Con esta intención, la de colar el protagonismo de Pedro Sánchez por nuestra venta, en forma de autoridad planetaria, Moncloa difundía este fin de semana unas imágenes suyas hablando por teléfono desde su despacho, mostrando -según sus fuentes- que “sigue muy cerca la situación de Ucrania” y que está en “permanente contacto” con los representantes de la Unión Europea, la OTAN y los países aliados de España. En la escena, vemos al presidente vistiendo una camisa de color coral (sin corbata ni chaqueta, en un look demasiado informal para tratar un tema tan decisivo mundialmente). Le vemos sentado en su escritorio, en un encuadre extravagante desde la colocación de su maletín presidencial, que aparece situado detrás de la pantalla del ordenador (como si fuera un rótulo informativo sobre quién protagoniza las imágenes) hasta incluso su forma de sujetar el teléfono con una mano, mientras escribe con la otra, haciéndolo indistintamente. No hay atisbo de concentración en sus micro gestos faciales -su rostro está impertérrito-. El potencial persuasivo estaba en que hubiera sido capaz de comunicar algo positivo (no necesariamente teníamos que verle hablar por teléfono con los mandatarios de otros países). Se trataba de que transmitiera alguna emoción auténtica. Nada más y nada menos que eso. Por ejemplo, concentración en su trabajo (con una cosa tan sencilla, pero tan sincera, bastaba).

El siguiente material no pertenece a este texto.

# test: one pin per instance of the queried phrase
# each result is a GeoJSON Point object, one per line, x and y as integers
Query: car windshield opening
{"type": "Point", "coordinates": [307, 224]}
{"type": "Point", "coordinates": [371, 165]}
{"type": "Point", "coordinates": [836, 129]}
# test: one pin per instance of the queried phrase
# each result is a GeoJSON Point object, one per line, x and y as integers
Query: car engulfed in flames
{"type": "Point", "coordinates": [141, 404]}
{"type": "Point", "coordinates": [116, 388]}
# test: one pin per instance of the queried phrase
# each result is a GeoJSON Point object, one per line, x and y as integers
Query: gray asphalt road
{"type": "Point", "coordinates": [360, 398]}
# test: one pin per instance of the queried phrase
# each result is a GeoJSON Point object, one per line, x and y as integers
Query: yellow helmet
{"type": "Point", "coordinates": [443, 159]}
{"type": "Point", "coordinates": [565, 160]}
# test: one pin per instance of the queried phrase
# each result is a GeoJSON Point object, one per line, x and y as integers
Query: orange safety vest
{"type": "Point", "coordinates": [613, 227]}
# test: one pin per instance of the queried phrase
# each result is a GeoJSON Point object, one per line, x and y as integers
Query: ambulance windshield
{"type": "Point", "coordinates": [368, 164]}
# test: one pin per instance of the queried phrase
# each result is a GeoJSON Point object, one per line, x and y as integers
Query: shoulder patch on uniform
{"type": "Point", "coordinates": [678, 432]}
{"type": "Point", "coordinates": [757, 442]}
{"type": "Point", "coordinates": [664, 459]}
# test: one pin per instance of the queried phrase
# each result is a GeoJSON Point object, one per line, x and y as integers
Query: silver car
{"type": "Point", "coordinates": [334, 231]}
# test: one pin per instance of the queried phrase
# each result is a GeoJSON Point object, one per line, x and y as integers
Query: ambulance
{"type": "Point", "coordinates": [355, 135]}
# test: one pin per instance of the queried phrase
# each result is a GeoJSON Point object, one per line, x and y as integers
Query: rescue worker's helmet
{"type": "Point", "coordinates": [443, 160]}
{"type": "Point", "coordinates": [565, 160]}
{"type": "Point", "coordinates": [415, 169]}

Algo que sí ha conseguido trasladar Emmanuel Macron en una misma escena de despacho, en medio de una luz ambiental tenue, mientras redactaba en su escritorio -alumbrado por sus lámparas de mesa-, en un instante que mostraba un momento reflexivo y en un entorno con menos grandilocuencia que en ocasiones anteriores (mobiliario más común para huir de la ultrasolemnidad que le aleja del pueblo francés), en una fotografía marcada por la credibilidad de su gestualidad.  También hemos visto a Joe Biden en su despacho estos últimos días, con mascarilla, trasladando así una sutil evidencia de cooperación (al estar evaluando la situación con sus colaboradores más próximos) y pedagogía ante el coronavirus. El presidente norteamericano lee un documento mientras reposa sus brazos sobre el sillón de trabajo (en cuyo respaldo está colgado su chaqueta).  Su postura y el sentido de la escena tiene una gran coherencia. Y es que es solo desde la autenticidad desde donde se transmite la autoridad del líder. En el caso de Justin Trudeau, el primer ministro de Canadá, también existe esta coherencia no verbal, pues cuando le observamos en sus espacios de trabajo, no duda en resaltar su capacidad colaborativa a través de los encuentros virtuales (tan comunes en este tiempo de pandemia).  Situado encima de su ordenador de mesa aparece, incluso, un aro de luz LED, muy usado entre los que se dedican a generar contenido para las redes sociales, como Trudeau hace recurrente y eficazmente (todo hay que decirlo). Por cierto, Angela Merkel también tenía un despacho amplio y sobrio, pero posaba en él lo estrictamente exigible. Dicen que prefería trabajar en otro lugar más cómodo para ella. Siempre será el súmmum de la naturalidad y el pragmatismo. En fin, su liderazgo a veces parece de otro planeta. En definitiva, que nos toca ser ágiles para detectar las fábulas que susurran a nuestro alrededor, con demasiada asiduidad. Digámosles a los que sostienen lo contrario que la verdad, en política, también importa. Nosotros, como sociedad responsable, no podemos admitir lo contrario. Para eso tenemos la autenticidad, para exigirla. Y a quien nos quiera someter a interminables cortinas de humo, hay que saberle responder con nuestro voto. Que no se nos olvide.